Sorry, but grazing animals have certainly been that numerous in that region as to be capable of modifying vegetative cover. When that happens, the surface emissivity changes enough to induce a surface temperature change of 40°F. That changes the relative humidity and the dew cycle upon which the grasses depended.
It is REMOVING human animal management that is what can cause desertification on a scale that massive, particularly because the entire equilibrium between a human apex predator and its herbivorous prey is disrupted without anything to mitigate the effect. That land had been under continuous management by people for over 9,000 years prior with no problem. Over that time there were solar-related climate events of far greater magnitude than when that desert commenced.
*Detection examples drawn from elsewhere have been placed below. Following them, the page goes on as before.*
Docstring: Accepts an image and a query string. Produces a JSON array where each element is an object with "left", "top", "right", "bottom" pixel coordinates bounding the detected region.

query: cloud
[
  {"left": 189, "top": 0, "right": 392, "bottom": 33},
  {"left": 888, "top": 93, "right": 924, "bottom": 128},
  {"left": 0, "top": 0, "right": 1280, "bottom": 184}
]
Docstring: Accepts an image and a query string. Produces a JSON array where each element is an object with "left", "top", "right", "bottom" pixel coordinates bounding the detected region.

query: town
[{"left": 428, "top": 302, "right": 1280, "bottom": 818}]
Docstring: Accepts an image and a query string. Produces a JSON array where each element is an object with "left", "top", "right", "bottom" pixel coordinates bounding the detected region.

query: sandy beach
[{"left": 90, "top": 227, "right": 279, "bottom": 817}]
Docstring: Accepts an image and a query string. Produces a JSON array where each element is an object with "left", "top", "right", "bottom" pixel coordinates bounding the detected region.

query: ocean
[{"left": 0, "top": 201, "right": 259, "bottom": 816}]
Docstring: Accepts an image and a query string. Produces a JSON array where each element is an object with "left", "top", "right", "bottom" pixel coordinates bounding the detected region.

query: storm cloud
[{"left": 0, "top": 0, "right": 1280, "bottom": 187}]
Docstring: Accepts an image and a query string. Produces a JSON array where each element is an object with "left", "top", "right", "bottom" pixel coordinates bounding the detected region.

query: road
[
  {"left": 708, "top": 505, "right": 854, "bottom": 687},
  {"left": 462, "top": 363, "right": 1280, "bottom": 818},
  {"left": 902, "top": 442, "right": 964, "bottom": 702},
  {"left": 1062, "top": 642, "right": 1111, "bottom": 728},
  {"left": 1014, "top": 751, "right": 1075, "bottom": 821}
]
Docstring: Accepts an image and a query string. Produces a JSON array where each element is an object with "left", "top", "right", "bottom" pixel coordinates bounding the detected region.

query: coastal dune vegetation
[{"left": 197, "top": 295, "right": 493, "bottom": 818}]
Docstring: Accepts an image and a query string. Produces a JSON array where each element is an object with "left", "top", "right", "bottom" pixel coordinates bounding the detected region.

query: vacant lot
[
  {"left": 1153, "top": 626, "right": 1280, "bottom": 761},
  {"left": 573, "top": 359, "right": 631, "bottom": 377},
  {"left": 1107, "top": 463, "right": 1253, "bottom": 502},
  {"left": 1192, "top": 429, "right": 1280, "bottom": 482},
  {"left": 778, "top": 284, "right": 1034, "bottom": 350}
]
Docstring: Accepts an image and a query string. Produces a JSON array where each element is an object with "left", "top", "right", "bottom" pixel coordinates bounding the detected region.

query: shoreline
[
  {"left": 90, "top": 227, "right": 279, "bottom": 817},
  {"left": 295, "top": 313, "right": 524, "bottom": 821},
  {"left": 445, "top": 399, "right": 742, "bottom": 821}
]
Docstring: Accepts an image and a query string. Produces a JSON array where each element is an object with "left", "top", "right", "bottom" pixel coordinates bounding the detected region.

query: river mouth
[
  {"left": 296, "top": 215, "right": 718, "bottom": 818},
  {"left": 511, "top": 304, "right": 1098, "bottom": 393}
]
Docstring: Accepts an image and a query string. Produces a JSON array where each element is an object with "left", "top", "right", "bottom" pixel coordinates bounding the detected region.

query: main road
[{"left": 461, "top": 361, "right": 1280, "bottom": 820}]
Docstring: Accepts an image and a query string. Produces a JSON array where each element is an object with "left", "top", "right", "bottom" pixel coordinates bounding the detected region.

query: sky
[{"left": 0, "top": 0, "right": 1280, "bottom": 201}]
Yet at the very nascence of the Nile Valley culture, there was war between the people of the Valley and the people of that grassland, and we know who lost.
With that loss came the loss of those who knew how to steward that land, whether preventing overgrazing grasses or maintaining shrubs, hunting predators, or running the animals to crush locust eggs. The desertification process began almost immediately and progressed from east to west. To this day, Khnum, the creator god of ancient Egypt, lines the road from Karnak to Luxor. He has a ram's head. The pharaoh ruled with a flail and a crook. Yet it was known from the time of Joseph (and now before) that the rulers of the Nile hated nomadic shepherds, for good reason too. The Hyksos kings were exactly such.
Yet at the very nascence of the Nile Valley culture, there was war between the people of the Valley and the people of that grassland, and we know who lost.The wars in the predynastic period (and for most of Egyptian history) were about control of the Nile, which helped bring into being one of the riverine civilizations that lies at the root of all our own histories. The reason nomadic life shrank is because the desertification got worse, not because of the other way around. Even the prehistoric traces of warfare in the area (thousands of stone weapon-heads) were found in the remains of a village which was attacked (or had an internal fight of remarkable proportions) and burned to the ground, and evidently never reoccupied.
There were several major catastrophes over the last ten or twelve thousand years, not least of all the Noachean flood. Something like that could have played a part in turning some of the regions you mention into deserts.